MORE than 400 new cases of female genital mutilation (FGM) are reported each month in England, with over half occurring in London.
New figures revealed there were 1,242 newly recorded cases of FGM reported between January and March 2016, and a total of 2,223 attendances where FGM was identified or a related procedure carried out.
The Health and Social Care Information Centre (HSCIC) report showed 81 NHS trusts and 12 GP practices had one or more attendance for FGM during that period.

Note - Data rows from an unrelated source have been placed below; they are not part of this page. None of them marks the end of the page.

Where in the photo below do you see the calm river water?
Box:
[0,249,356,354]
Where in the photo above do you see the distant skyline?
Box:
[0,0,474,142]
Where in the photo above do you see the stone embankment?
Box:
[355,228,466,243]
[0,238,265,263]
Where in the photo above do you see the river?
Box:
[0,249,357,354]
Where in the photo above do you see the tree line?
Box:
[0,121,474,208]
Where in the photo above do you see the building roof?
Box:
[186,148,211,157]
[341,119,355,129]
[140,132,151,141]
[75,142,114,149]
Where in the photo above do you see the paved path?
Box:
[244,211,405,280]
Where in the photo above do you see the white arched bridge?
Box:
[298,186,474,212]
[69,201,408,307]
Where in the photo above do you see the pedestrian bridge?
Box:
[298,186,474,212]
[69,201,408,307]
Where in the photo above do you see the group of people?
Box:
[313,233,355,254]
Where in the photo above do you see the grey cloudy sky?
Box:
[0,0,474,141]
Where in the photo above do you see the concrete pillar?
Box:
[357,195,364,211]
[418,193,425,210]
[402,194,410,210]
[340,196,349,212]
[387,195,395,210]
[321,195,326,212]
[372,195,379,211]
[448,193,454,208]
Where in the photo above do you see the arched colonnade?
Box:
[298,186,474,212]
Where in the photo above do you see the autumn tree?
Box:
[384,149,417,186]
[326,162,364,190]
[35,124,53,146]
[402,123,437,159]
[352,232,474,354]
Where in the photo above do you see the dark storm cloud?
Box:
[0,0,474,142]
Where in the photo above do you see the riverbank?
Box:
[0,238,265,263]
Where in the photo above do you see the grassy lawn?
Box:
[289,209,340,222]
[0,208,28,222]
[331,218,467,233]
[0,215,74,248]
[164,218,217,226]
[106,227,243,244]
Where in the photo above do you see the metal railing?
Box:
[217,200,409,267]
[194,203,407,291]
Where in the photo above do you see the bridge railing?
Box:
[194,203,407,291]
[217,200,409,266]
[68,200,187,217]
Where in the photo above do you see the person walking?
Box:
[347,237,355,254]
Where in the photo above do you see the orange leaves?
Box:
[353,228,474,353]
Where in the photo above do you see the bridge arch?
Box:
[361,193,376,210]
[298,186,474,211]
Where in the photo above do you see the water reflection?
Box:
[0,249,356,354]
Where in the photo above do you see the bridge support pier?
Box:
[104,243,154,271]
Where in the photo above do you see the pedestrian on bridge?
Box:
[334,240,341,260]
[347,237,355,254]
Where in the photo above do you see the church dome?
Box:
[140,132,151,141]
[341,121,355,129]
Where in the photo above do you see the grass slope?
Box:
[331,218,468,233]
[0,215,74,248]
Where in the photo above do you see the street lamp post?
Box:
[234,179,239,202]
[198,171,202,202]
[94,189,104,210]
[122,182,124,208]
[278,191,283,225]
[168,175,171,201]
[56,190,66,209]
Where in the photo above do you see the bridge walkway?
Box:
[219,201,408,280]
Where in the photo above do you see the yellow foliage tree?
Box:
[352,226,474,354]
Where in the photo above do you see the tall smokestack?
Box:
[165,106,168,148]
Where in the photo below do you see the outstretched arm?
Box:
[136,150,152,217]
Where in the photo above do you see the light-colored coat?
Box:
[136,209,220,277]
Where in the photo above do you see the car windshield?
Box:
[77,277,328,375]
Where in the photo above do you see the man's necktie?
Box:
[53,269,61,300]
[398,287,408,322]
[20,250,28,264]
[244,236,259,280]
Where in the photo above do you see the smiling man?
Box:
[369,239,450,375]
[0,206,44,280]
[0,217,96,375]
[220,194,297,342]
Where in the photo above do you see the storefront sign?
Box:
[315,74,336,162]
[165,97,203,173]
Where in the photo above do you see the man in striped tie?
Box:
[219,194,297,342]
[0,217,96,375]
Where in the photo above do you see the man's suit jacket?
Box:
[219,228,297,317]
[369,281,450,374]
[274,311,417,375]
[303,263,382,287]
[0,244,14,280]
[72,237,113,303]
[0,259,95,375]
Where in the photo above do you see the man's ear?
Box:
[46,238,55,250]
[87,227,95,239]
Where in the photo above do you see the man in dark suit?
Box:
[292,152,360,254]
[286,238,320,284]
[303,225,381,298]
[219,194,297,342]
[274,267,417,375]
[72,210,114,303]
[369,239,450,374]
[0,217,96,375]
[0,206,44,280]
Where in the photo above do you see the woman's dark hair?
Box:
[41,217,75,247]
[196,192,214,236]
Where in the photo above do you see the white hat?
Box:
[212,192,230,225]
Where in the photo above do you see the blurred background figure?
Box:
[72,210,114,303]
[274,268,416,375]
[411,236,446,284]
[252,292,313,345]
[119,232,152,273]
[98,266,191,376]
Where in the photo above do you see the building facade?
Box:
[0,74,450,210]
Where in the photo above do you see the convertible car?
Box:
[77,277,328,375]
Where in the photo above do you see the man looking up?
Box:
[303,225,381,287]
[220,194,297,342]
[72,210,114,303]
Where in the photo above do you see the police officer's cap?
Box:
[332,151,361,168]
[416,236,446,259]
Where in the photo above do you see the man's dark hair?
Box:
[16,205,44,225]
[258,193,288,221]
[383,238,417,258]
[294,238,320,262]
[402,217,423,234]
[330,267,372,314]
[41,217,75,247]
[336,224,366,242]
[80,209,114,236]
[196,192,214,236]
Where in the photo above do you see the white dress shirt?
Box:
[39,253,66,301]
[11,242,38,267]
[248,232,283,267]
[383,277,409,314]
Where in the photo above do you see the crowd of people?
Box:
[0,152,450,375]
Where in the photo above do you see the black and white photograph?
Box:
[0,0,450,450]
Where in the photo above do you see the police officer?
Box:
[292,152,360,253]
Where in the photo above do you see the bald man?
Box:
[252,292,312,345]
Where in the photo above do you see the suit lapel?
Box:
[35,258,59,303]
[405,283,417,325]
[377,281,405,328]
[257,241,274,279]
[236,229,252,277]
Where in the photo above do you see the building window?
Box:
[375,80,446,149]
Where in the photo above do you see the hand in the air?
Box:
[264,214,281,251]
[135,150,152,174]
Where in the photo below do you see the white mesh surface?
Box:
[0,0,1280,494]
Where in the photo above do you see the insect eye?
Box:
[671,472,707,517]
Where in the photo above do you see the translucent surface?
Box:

Almost all information was submitted by trusts, however, with GP practices accounting for just one per cent of total attendances.
Most FGM was self-reported (75 per cent) with London accounting for 52 per cent of new cases.

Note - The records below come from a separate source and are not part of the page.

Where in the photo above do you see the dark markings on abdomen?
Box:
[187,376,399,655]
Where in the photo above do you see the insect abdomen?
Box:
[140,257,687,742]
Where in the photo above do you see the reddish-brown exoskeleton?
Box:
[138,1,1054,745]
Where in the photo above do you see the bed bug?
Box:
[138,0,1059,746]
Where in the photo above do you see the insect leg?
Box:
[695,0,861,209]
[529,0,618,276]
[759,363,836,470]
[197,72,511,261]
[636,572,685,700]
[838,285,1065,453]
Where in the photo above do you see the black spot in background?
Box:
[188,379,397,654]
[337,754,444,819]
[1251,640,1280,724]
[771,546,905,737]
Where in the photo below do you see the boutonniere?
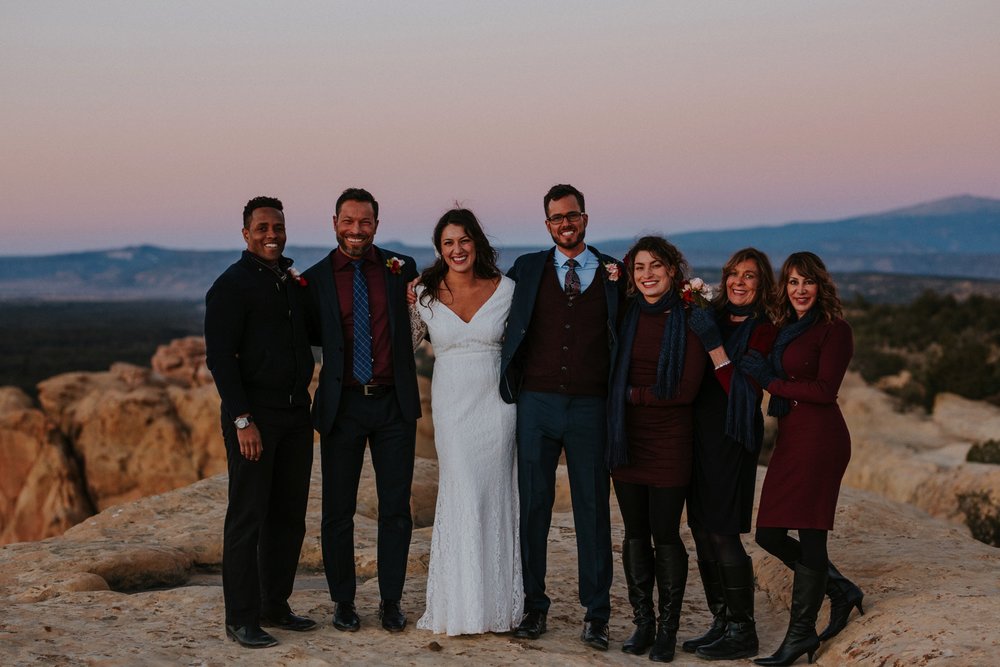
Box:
[288,266,309,287]
[604,262,618,282]
[385,257,406,276]
[681,278,715,308]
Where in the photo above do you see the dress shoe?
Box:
[333,602,361,632]
[226,623,278,648]
[260,612,316,632]
[580,618,608,651]
[378,600,406,632]
[514,611,548,639]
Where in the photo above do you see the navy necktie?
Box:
[351,259,372,384]
[563,259,580,296]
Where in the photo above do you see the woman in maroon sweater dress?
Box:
[740,252,863,665]
[608,236,706,662]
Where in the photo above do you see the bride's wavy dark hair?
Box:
[420,207,500,306]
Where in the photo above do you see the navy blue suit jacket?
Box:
[303,246,420,435]
[500,245,626,403]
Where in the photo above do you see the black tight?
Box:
[691,527,747,564]
[756,528,829,571]
[615,482,687,544]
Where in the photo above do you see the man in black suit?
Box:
[500,185,625,650]
[305,188,420,632]
[205,197,316,648]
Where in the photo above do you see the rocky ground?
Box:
[0,446,1000,666]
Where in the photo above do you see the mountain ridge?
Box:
[0,194,1000,300]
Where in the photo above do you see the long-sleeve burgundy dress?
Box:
[757,319,854,530]
[611,308,706,487]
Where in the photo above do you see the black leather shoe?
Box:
[226,623,278,648]
[514,611,548,639]
[378,600,406,632]
[260,612,316,632]
[580,618,608,651]
[333,602,361,632]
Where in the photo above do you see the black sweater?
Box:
[205,251,314,419]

The vast majority of women and girls with a known country of birth were from an eastern, northern or western African country, with Somalia accounting for a third of new cases. Other countries with a large volume of cases included Eritrea, Sudan and Nigeria.

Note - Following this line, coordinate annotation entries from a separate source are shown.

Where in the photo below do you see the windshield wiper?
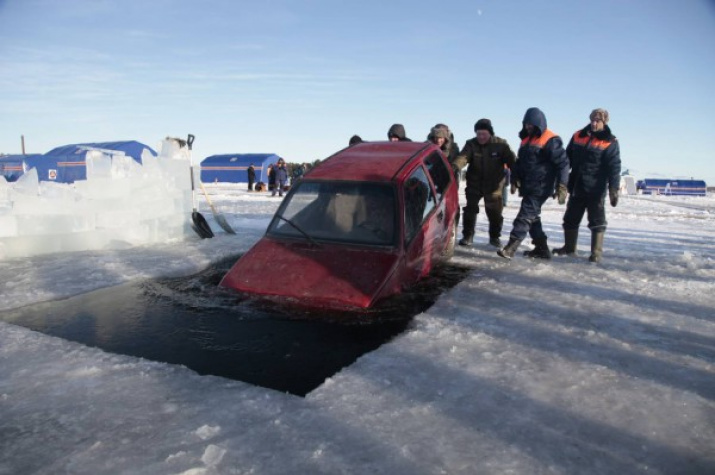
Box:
[278,214,320,247]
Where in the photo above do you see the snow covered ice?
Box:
[0,140,192,259]
[0,180,715,474]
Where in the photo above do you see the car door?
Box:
[402,163,444,284]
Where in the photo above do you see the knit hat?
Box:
[430,127,449,140]
[589,109,608,124]
[474,119,494,136]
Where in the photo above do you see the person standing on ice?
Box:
[553,109,621,262]
[497,107,569,259]
[452,119,516,248]
[246,163,256,191]
[271,158,288,196]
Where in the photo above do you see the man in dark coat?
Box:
[554,109,621,262]
[271,158,288,196]
[246,163,256,191]
[453,119,516,248]
[497,107,569,259]
[387,124,412,142]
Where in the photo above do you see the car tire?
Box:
[442,219,458,261]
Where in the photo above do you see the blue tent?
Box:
[201,153,281,183]
[638,178,707,196]
[0,154,42,181]
[33,140,157,183]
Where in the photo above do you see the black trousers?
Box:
[564,192,608,231]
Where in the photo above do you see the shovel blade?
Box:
[191,211,214,239]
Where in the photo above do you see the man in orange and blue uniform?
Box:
[497,107,569,259]
[554,109,621,262]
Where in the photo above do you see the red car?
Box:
[220,142,459,309]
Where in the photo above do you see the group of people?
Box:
[364,107,621,262]
[246,158,307,196]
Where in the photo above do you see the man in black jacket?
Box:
[452,119,516,248]
[497,107,569,259]
[246,163,256,191]
[553,109,621,262]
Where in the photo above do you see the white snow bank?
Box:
[0,140,192,259]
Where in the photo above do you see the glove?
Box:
[554,183,569,205]
[451,163,459,181]
[608,188,618,208]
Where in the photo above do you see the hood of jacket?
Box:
[387,124,407,140]
[578,124,616,142]
[519,107,546,139]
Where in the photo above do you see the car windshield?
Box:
[268,181,397,246]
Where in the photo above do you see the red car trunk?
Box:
[219,238,399,308]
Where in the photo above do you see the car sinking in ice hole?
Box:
[220,142,459,310]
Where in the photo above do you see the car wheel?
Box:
[442,219,458,261]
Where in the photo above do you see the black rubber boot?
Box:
[497,238,521,259]
[551,229,578,256]
[588,231,606,262]
[459,208,477,246]
[524,238,551,259]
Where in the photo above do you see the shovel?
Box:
[186,134,214,239]
[199,181,236,234]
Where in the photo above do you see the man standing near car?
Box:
[452,119,516,248]
[497,107,569,259]
[246,163,256,191]
[553,109,621,262]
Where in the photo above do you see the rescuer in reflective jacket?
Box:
[497,107,569,259]
[554,109,621,262]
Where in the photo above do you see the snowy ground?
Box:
[0,185,715,475]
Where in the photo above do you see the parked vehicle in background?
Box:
[220,142,458,308]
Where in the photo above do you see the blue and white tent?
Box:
[0,154,43,181]
[34,140,157,183]
[201,153,281,183]
[638,178,707,196]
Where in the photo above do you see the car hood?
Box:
[219,237,399,308]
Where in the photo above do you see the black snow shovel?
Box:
[186,134,214,239]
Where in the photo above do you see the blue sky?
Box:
[0,0,715,185]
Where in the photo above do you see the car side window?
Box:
[425,152,452,201]
[404,167,437,243]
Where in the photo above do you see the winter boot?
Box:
[497,238,521,259]
[524,237,551,259]
[459,208,477,246]
[551,229,578,256]
[588,231,606,262]
[489,236,501,249]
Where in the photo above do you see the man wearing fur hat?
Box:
[453,119,516,247]
[553,109,621,262]
[427,124,459,163]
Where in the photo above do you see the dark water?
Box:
[0,256,469,396]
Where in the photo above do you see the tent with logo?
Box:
[638,178,707,196]
[201,153,281,183]
[0,154,43,181]
[34,140,157,183]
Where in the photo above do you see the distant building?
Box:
[637,178,707,196]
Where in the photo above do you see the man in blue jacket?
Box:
[554,109,621,262]
[497,107,569,259]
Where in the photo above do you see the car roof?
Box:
[306,142,439,181]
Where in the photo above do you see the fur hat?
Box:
[589,108,608,124]
[474,119,494,136]
[430,127,449,140]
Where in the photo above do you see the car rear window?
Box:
[268,180,397,246]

Eleven new FGM cases involved women and girls who were born in the UK, and at least seven procedures were carried out illegally in the UK. Twenty-nine affected girls were under 18, comprising two per cent of all new cases.
Commenting on the figures, Janet Fyle, Professional Policy Advisor at the Royal College of Midwives, said: "These figures show that we need renewed and focused efforts to tackle FGM.
"This has to be backed by a national action plan so that all sectors and all professionals see FGM as their business, and protecting girls from such abuses becomes a normal part of their practice."
The NHS has been required to collect data on FGM since April 2014, recording information on women and girls who attend hospitals, GP surgeries and mental health centres. Doctors in England and Wales also have a mandatory duty to report to the police FGM cases in girls under the age of 18.